Then \(a_\text{filtered} = \min(a, a_\text{safe})\). A Lagrange multiplier was added to penalize spacing violations during training.

Result at the time: the agent still collided. However, this was due to the negative-only reward structure (Section 5), not the safety layer itself. After the reward redesign, the same safety layer + Lagrangian approach works — see Lagrangian PPO for the current implementation with both \(s_\text{min}\) and \(s_\text{max}\) constraints.

5. The Deeper Problem: Negative-Only Rewards¶

Both approaches above treated the safety problem as the root cause, but the real issue is the reward structure. The DeeP-LCC reward function (at ring_env.py:615) computes:

\[ R = \frac{R_v + R_s + R_u}{100} \]

where:

\(R_v = -w_v \sum_{i \neq \text{head}} (v_i - v^*)^2\) (velocity tracking error)
\(R_s = -w_s \cdot \text{clip}(d_\text{gap} - s^*, -20, 20)^2\) (spacing error, CAV only)
\(R_u = -w_u \cdot a_\text{prev}^2\) (control effort, CAV only)

All three components are always \(\leq 0\). The reward is always non-positive. Default weights: \(w_v = 1\), \(w_s = 0.5\), \(w_u = 0.1\), with \(v^* = 15.0\;\text{m/s}\).

With speed mode 95 (SUMO safety on)¶

The agent cannot earn positive reward no matter how well it drives. Both "drive well" and "always accelerate while SUMO drives" produce similar reward, so there is no incentive to learn a good policy.

With speed mode 0 (SUMO safety off)¶

Per-step reward \(\approx -0.5\) (after the \(/100\) scaling). An episode of 5,000 steps accumulates \(\approx -2,500\) in negative reward. The collision penalty is only \(-1.0\). Crashing at step 100 saves \(\approx 2,400\) in avoided negative rewards. The agent learns to collide early because episode termination is an escape from the stream of negative rewards.

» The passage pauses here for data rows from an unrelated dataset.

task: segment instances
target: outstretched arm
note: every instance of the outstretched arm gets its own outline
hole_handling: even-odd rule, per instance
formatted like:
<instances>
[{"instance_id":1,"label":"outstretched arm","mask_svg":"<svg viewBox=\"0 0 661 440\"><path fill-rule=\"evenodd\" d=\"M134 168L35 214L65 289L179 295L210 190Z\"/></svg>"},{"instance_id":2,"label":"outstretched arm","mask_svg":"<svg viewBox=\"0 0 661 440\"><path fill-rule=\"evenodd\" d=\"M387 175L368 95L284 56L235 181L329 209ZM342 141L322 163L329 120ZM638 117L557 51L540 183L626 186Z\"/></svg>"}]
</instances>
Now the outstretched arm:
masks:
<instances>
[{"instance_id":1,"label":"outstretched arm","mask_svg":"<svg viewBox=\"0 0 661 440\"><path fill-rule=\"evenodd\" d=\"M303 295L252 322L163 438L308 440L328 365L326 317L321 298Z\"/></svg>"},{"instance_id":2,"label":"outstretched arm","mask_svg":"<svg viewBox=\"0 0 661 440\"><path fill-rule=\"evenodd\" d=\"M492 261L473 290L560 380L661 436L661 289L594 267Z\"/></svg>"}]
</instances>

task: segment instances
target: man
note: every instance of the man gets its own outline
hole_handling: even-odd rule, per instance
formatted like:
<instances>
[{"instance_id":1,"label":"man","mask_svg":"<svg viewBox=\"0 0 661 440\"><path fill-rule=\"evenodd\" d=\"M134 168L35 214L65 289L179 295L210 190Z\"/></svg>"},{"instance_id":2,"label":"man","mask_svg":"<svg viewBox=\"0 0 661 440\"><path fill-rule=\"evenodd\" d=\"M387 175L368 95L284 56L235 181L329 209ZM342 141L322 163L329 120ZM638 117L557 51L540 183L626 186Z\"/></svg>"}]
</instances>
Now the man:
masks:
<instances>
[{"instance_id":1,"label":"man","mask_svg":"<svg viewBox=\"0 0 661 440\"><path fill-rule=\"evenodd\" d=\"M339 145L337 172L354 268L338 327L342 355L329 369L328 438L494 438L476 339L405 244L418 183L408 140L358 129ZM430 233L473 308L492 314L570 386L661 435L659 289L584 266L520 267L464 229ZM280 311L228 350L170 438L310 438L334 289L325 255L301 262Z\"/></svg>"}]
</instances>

No fixed collision penalty can robustly fix this — the required magnitude depends on episode length and reward scale, creating a fragile tuning problem.

A truncation-based fix was attempted (returning collision as truncated=True so PPO bootstraps with \(V(s)\) instead of 0), but this adds complexity and does not address the fundamental incentive problem.

6. Reference: EnduRL's Approach¶

EnduRL solves the same ring-road CAV problem with a different reward design. Key differences:

Aspect	EnduRL	This project (DeeP-LCC cost)
Speed mode	25 (SUMO safety on)	95 (SUMO safety on)
Reward sign	Always \(\geq 0\)	Always \(\leq 0\)
Collision handling	Reward \(= 0\) (worst)	Terminal penalty \(-1.0\)
Accel bounds	\(\pm 1.0\;\text{m/s}^2\)	\(\pm 3.0\;\text{m/s}^2\)
Safety filter	None (SUMO's Krauss model)	AEB / safety layer (when mode 0)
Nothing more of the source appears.